Since ester bonds break more easily, in the experiment, the chains tended to come apart more at the hydroxy acids and hold together between the amino acids, which were connected by the stronger peptide bonds. As a result, chains could re-form and link up more and more amino acids with each other into sturdier peptides.
In a kind of square-dance, the stand-in hydroxy acids often left their amino acid partners in the chain, and new amino acids latched onto the chain in their place, where they held on tight. In fact, a number of the depsipeptides ended up being composed almost completely of amino acids and had only remnants of hydroxy acids.
“Now we know how peptides can form easily,” Fernández said. “Next, we want to find out what’s needed to get to the level of a functional protein.”
To identify the more than 650 depsipeptides that formed, the researchers used mass spectrometry combined with ion mobility, which could be described as a wind tunnel for molecules. Along with mass, the additional mobility measurement gave the researchers data on the shape of the depsipeptides.
Algorithms created by Georgia Tech researcher Anton Petrov processed the data to finally identify the molecules.
To illustrate how potentially bountiful depsipeptides could have been on prebiotic Earth: The researchers had to limit the number of amino acids and hydroxy acids to three each. Had they taken 10 each instead, the number of theoretical depsipeptides could have climbed over 10,000,000,000,000.
“Ease and bounty are key,” Fernández said. “Chemical evolution is more likely to progress when components it needs are plentiful and can join together under more ordinary conditions.”

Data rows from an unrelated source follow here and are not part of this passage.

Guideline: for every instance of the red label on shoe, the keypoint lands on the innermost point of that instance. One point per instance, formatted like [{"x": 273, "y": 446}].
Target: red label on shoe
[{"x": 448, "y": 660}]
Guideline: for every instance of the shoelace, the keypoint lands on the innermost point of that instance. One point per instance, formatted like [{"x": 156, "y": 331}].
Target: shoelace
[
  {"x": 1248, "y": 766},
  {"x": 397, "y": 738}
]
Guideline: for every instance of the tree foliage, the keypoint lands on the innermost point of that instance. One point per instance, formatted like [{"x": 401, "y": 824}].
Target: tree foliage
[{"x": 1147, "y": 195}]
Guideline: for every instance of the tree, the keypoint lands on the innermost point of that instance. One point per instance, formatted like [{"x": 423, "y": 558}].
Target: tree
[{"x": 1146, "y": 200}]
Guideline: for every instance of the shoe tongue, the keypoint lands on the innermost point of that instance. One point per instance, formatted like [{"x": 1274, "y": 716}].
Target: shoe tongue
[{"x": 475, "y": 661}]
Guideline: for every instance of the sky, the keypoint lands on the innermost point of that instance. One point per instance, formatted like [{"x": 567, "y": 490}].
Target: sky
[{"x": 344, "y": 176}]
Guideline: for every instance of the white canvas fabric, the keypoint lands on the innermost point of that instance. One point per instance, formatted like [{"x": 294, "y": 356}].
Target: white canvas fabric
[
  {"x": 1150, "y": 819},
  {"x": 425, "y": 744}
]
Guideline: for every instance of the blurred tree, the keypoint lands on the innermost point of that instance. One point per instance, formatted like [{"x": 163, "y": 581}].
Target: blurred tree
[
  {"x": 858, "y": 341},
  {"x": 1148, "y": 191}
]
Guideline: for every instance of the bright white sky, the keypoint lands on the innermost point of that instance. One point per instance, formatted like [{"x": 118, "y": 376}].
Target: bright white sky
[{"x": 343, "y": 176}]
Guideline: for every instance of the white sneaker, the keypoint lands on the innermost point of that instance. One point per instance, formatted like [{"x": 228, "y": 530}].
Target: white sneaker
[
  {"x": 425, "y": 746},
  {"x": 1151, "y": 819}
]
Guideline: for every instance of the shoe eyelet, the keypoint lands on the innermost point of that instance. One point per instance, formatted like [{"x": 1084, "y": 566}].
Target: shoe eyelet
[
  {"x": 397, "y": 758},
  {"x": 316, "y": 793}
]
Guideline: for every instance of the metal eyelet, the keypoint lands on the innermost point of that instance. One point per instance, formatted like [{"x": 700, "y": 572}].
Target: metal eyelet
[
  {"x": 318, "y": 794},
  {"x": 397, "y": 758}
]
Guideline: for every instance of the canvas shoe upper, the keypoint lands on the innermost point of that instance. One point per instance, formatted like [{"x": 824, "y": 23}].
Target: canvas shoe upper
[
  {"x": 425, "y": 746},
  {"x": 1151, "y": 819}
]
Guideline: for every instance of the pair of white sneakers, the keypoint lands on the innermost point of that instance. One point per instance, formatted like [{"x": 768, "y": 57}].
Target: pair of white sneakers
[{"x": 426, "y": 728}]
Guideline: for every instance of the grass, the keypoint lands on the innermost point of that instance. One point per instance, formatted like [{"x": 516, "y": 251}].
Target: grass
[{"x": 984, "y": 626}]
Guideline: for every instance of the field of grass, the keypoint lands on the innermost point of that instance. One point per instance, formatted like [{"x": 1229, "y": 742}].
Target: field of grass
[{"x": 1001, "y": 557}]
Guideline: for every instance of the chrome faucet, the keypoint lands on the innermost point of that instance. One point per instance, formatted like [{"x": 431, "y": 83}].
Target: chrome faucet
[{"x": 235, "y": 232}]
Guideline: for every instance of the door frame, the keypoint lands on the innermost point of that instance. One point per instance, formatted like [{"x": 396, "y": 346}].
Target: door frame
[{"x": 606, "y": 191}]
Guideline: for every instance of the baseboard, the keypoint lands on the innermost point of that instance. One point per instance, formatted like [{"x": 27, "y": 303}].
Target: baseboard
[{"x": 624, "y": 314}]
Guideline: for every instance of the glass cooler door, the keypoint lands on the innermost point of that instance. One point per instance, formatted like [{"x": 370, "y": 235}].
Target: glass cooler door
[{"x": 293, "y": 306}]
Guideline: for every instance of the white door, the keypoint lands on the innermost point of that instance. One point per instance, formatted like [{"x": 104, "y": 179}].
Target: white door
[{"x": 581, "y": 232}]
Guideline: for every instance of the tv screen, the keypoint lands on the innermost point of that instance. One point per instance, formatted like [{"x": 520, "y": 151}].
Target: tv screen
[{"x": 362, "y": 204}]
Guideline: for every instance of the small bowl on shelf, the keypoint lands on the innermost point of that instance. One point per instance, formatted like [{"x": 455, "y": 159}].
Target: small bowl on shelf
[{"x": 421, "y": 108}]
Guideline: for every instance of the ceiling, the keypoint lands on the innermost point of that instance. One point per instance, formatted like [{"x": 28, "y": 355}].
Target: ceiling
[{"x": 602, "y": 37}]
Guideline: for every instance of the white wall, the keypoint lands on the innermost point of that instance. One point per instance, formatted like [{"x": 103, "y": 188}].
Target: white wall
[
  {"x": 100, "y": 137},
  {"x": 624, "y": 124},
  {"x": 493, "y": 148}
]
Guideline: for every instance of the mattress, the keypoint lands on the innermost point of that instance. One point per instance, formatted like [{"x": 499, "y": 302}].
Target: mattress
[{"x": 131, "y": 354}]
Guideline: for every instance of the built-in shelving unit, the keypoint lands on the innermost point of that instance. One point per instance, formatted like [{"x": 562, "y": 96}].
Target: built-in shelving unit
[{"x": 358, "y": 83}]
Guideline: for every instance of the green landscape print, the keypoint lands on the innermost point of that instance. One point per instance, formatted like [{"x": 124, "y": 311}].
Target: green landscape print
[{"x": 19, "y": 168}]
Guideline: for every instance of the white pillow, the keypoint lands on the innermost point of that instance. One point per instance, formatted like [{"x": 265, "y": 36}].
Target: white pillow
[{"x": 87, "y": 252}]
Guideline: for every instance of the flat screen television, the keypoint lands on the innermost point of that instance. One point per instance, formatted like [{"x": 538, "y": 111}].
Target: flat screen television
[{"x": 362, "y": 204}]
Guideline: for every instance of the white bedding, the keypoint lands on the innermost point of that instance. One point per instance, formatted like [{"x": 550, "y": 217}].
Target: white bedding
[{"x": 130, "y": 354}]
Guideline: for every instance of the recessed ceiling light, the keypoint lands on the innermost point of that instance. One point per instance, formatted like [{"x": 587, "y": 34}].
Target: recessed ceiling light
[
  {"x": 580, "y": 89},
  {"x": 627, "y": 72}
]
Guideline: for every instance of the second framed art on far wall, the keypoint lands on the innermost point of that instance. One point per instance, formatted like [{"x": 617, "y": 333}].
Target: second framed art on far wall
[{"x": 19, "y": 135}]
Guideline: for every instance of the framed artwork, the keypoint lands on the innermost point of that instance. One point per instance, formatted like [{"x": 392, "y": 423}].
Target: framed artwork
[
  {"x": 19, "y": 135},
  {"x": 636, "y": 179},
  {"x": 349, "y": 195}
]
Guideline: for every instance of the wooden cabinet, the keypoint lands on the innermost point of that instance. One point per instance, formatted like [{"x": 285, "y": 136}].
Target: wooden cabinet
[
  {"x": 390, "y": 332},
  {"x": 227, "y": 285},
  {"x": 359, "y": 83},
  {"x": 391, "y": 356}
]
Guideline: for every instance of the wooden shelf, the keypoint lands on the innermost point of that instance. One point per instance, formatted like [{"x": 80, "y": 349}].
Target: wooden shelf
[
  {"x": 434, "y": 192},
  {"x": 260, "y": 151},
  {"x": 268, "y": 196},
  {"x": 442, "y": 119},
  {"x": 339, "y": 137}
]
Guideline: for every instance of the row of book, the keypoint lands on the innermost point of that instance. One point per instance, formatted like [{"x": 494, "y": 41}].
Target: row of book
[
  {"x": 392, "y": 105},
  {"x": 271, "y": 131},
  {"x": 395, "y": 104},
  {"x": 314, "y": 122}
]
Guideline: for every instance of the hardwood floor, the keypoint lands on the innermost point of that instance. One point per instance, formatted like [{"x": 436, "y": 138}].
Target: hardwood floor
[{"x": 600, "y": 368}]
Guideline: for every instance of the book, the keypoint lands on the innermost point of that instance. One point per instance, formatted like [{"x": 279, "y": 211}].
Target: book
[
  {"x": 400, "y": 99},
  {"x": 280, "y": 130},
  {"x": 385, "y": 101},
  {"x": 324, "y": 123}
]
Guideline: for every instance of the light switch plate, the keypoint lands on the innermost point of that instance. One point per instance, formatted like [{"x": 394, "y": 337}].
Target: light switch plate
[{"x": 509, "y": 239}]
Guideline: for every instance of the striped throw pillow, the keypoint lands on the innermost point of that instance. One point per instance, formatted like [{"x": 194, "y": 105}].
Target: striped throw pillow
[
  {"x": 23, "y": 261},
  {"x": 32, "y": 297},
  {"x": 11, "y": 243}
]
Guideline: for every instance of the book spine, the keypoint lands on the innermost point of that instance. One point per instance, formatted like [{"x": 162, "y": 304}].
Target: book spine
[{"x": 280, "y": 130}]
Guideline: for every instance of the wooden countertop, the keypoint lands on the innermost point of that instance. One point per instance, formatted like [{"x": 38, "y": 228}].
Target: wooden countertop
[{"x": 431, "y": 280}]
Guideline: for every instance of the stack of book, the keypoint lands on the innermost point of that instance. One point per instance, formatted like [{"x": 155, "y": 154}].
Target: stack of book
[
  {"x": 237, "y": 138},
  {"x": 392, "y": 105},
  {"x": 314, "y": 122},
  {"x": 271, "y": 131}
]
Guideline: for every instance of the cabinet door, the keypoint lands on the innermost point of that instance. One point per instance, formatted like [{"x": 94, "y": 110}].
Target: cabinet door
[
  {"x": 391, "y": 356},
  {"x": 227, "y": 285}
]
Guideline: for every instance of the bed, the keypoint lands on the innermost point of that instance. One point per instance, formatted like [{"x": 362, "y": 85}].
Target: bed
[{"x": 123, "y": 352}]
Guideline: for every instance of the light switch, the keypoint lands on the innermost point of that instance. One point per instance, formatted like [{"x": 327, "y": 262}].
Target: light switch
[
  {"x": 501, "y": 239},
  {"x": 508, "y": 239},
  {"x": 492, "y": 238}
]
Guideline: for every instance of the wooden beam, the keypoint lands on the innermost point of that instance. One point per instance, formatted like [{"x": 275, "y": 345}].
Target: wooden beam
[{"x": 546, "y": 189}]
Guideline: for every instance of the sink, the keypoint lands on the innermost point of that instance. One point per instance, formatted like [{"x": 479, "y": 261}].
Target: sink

Georgia Tech’s Calvin Millar and Sheng-Sheng Yu also coauthored this study. The research was funded by the National Science Foundation and the NASA Astrobiology Program, under the NSF/NASA Center for Chemical Evolution (CHE-1504217). Any opinions, findings and conclusions or recommendations expressed in this material are those of the author(s) and do not necessarily reflect the views of the sponsoring agencies.